The interior ministry of the Senate of Berlin, one of the ten ministries that exist within the executive body governing the city of Berlin, has quietly banned police officers from recording whether suspects of murder, manslaughter, rape, sexual assault, or other crimes of brutality have migration backgrounds.
The feature that allowed police investigators to report whether a criminal suspect has a foreign background was disabled in early August after the interior ministry of the Senate, which is controlled by the Linke-SPD-Grüne coalition, decreed in July that “the recording of the migration background is to be discontinued at the earliest possible date,” ending a practice that had been in place since 2011, BZ Die Stimme Berlins reports.
In an attempt to justify the decree, the Berlin Senate said that mentions of a suspect’s migrant background were not used for preventative measures or other legal tasks, and as a result, the collection of this personal data violated data protection.
The Gewerkschaft der Polizei (Trade Union of the Police) has sharply criticized the Senate’s decision.

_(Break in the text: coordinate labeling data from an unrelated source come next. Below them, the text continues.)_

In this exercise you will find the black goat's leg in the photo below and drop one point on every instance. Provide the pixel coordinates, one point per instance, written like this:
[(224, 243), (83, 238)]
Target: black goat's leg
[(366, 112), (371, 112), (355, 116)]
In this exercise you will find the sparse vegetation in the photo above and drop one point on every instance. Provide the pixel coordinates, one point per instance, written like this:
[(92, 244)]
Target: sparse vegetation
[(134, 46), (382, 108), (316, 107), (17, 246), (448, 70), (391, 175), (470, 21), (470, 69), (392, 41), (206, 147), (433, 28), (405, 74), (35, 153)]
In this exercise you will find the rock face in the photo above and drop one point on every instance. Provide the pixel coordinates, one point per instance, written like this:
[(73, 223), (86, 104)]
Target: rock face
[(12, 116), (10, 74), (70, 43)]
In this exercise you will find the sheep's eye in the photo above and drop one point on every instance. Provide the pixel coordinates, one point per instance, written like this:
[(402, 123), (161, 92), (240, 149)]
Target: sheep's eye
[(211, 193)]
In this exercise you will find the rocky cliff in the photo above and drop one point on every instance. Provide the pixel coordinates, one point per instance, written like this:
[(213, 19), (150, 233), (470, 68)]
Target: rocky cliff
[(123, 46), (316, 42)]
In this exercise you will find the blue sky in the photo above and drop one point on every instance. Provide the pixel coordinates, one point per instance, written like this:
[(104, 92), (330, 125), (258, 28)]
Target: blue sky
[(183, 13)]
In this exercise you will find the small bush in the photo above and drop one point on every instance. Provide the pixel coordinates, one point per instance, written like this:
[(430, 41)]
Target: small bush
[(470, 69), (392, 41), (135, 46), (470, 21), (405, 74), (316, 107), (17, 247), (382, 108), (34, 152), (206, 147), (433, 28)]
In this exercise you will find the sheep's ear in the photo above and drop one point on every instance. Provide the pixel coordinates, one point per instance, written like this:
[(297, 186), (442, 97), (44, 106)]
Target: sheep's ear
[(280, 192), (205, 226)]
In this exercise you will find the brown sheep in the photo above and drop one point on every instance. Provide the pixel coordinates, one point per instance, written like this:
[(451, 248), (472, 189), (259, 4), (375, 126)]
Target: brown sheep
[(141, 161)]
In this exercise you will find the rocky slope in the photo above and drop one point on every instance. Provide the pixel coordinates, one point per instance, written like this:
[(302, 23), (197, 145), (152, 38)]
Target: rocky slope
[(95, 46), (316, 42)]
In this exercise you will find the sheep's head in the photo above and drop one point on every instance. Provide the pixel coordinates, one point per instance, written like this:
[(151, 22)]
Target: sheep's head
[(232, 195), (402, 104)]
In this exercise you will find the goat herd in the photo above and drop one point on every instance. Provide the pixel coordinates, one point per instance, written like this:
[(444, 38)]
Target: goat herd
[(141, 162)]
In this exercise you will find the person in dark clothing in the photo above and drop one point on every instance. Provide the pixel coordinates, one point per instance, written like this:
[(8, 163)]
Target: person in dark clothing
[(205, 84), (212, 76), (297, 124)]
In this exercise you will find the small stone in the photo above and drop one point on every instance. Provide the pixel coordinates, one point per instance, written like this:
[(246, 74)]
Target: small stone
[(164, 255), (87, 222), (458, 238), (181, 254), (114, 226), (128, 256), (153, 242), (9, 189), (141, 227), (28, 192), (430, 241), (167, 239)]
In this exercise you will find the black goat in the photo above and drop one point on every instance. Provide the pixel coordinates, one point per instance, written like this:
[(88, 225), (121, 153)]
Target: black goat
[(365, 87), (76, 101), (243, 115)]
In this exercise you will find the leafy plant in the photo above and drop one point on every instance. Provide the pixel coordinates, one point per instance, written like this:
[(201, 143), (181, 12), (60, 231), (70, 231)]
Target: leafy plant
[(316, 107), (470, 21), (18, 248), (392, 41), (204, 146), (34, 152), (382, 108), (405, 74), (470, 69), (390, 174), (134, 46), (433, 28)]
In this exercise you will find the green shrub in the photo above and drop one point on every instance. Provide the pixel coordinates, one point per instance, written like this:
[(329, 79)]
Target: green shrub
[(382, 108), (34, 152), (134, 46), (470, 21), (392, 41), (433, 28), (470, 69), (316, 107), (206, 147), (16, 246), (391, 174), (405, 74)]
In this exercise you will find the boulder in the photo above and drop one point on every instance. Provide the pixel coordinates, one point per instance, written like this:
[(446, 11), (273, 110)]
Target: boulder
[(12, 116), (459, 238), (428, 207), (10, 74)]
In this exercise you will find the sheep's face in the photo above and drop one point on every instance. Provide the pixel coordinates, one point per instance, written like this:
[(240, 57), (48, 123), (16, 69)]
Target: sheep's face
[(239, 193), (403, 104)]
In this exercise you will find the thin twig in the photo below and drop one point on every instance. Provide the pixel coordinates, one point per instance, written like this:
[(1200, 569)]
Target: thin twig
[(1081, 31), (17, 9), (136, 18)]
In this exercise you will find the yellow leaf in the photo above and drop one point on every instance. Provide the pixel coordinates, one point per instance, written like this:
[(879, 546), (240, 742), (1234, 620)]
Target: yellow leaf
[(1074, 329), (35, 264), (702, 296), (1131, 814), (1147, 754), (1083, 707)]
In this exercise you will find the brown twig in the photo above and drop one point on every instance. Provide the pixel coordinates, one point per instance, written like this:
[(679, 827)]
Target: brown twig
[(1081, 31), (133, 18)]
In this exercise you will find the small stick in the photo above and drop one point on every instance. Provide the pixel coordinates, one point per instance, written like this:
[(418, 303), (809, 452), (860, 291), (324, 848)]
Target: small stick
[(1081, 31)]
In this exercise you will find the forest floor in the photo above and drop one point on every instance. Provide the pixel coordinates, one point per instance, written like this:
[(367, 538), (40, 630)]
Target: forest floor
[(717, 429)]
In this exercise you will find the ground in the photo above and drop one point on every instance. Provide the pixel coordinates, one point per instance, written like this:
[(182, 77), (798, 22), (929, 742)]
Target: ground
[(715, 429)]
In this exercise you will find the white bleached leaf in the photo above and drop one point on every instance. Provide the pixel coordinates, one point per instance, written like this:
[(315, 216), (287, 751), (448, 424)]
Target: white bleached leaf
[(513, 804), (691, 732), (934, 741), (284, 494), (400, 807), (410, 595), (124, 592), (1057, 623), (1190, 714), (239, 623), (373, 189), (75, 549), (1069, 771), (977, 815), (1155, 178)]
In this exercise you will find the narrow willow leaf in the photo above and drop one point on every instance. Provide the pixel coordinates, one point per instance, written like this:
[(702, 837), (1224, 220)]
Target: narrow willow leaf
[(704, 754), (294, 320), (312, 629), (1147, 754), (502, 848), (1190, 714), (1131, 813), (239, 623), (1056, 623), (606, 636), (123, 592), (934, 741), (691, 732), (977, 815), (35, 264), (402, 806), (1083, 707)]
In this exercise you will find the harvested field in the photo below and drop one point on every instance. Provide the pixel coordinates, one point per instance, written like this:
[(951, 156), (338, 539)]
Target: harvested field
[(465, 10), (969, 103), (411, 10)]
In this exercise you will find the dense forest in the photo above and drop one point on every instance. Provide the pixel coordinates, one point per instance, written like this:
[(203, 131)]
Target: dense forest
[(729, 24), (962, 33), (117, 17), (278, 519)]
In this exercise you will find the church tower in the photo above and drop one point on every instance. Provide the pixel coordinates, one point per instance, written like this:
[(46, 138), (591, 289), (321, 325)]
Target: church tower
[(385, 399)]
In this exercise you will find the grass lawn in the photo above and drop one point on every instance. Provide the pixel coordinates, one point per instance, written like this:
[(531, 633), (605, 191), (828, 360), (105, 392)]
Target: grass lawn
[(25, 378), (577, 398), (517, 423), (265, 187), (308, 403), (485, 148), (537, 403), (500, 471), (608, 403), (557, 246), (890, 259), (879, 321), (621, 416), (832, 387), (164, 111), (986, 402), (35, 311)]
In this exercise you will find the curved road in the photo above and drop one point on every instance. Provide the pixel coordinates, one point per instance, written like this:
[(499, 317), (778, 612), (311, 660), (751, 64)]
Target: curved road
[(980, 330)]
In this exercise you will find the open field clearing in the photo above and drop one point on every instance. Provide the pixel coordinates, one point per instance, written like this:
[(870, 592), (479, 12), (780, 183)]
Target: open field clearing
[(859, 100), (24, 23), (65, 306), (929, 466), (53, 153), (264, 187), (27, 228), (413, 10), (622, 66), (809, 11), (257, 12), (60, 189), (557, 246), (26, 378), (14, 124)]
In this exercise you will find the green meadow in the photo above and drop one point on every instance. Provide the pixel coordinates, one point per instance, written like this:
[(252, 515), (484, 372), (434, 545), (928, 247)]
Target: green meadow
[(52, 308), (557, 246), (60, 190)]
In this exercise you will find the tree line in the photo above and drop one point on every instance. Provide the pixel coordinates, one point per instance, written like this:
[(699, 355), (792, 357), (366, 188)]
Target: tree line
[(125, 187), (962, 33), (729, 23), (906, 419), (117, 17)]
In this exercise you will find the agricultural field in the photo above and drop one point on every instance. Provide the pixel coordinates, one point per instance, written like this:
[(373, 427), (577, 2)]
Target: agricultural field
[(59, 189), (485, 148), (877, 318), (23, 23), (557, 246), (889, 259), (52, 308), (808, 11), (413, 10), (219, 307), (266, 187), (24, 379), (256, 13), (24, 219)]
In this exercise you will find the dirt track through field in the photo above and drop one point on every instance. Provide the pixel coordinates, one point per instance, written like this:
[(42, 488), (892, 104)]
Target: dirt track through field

GdP spokesman Bjemain Jendro said: “Such misconceived tolerance is wind in the mills of right-wing extremists and conspiracy theorists.”
“But we are talking about people whose families sometimes have a connection to countries where patriarchal structures prevail and where there is a nostalgic image of women that contradicts that of the democratic constitutional state,” Jendro added.
The decision taken by the Senate of Berlin comes two years after figures released by the Federal Criminal Police Office (BKA) revealed that nearly two women in Germany are gang raped per day, with foreigners, despite making up 19% of the population, accounting for nearly half of all rape suspects.